At the ABS 2001 census, Mount Pleasant had a population of 529 people living in 240 dwellings.

== Facilities ==
Mount Pleasant has a primary school, kindergarten, a district hospital, post office, CFS (country fire service) station, butcher, golf club, bowling club, tennis club, pharmacy, two bakeries, two pubs, two hairdressers, Wilksch's garage, crash repair, showgrounds featuring the annual Mount Pleasant show, a weekly Saturday Farmer's market, caravan park, RSL and a football club.

== Transport ==
A coach is operated from Tea Tree Plaza Interchange to Gumeracha and Mount Pleasant by Affordable Coachlines. A private coach service also goes from Birdwood to the Barossa Valley via Mount Pleasant.

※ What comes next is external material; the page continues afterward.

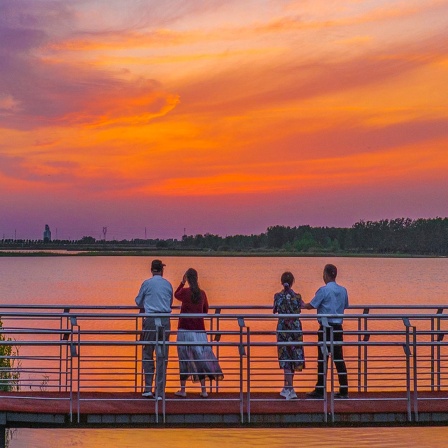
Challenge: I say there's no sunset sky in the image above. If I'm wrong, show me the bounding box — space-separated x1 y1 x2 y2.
0 0 448 239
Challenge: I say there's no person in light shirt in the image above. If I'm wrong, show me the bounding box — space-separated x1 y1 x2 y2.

Mount Pleasant was once the terminus of the South Australian Railways' Mount Pleasant railway line which branched from the Adelaide to Murray Bridge line at Balhannah. The line opened on 16 September 1918 and was closed on 4 March 1963, following improved road conditions via the Adelaide-Mannum Road. It was taken up shortly after. The former rail corridor can still be seen from a few roads, and is gradually being converted, from Balhannah towards Mount Pleasant, into a cycling, walking and horseback riding trail known as the Amy Gillett Bikeway. As of 2015, this conversion had reached Mount Torrens.